How to prepare your sushi:
- Prepare all of the remaining ingredients by chopping them into long, thin pieces: the juicy pork belly, pineapple, green onion, cucumber, and daikon. I like to keep the cilantro in larger leaf-like pieces as opposed to chopping it finely.
- Place all of your ingredients in front of you for easy access. No bamboo mat? No problem! Lay your sushi seaweed on one of the following: a clean thick towel, a piece of wax paper or plastic wrap. These items act just like a bamboo mat and also help to contain your mess: a win-win situation. And because they’re so flexible, they allow you to shape and roll the rice effortlessly into a beautiful roll. Oh, how I love cutting corners.
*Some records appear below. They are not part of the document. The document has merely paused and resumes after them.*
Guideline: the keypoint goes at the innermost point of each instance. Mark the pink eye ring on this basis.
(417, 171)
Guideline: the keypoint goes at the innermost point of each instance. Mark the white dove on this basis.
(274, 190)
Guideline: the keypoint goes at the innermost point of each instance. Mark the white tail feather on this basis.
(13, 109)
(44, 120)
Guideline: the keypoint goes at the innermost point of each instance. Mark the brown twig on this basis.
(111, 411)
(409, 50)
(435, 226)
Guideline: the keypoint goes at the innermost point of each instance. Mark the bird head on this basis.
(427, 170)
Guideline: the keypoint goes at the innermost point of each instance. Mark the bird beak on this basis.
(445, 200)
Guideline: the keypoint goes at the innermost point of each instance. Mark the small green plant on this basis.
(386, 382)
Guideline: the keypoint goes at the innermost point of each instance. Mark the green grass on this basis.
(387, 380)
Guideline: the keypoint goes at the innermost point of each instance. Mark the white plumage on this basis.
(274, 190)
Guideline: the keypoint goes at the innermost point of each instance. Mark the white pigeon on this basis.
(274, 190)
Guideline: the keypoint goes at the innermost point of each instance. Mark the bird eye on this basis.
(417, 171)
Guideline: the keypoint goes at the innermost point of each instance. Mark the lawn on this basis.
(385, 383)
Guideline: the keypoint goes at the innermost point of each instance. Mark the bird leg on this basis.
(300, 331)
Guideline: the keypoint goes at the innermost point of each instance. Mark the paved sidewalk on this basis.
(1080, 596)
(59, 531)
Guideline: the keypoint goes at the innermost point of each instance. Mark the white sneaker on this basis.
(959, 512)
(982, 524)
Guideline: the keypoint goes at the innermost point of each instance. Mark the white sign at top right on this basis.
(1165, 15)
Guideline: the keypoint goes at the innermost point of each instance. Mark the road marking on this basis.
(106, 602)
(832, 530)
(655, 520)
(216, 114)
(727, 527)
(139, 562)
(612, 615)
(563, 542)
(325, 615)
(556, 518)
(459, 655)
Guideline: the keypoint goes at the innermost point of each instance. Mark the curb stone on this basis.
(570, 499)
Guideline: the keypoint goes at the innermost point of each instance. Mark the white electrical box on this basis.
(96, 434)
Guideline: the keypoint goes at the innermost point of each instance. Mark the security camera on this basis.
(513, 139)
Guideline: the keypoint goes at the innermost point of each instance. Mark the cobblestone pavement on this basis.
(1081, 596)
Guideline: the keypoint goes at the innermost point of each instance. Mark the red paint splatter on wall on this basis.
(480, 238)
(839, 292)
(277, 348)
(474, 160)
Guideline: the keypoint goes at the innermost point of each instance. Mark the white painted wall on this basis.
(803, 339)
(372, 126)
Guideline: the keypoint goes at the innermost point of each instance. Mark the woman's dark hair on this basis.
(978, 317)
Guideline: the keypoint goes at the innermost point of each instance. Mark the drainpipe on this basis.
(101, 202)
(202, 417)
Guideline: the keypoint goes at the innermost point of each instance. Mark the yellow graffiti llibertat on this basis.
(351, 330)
- Start by covering the seaweed with the sticky rice using clean hands. Have a bowl of cold water next to you to dip your hands into if you find the rice is sticking and preventing you from spreading out the prepared sushi rice. Keep in mind you don’t have to use a lot of rice to cover your seaweed—about 1/2 cup will do.
- Next, add your ingredients closer to the edge of one side of the seaweed. There’s no science behind what goes first; however, whatever you place in the middle layers will be in the middle of your final sushi roll, so I tend to place the main events in the middle: like the pork belly and pineapple. Easy there—don’t pile your ingredients too high or you won’t be able to roll your sushi!
- Once you are happy with it, you will now begin to roll the sushi. I gather the side closest to all the ingredients and start folding from this end, using the clean towel, wax paper or plastic wrap to move the seaweed into a roll shape. Don’t squeeze too hard, but apply some pressure to create the sushi roll so it stays together when you cut it.
- Cut the sushi roll right away using a super sharp knife. Otherwise the seaweed softens and this makes it harder to get a nice clean cut. I cut my sushi roll so each piece of sushi is about 1.5 inches in height, or bite size.
So what’s stopping you from making sushi at home?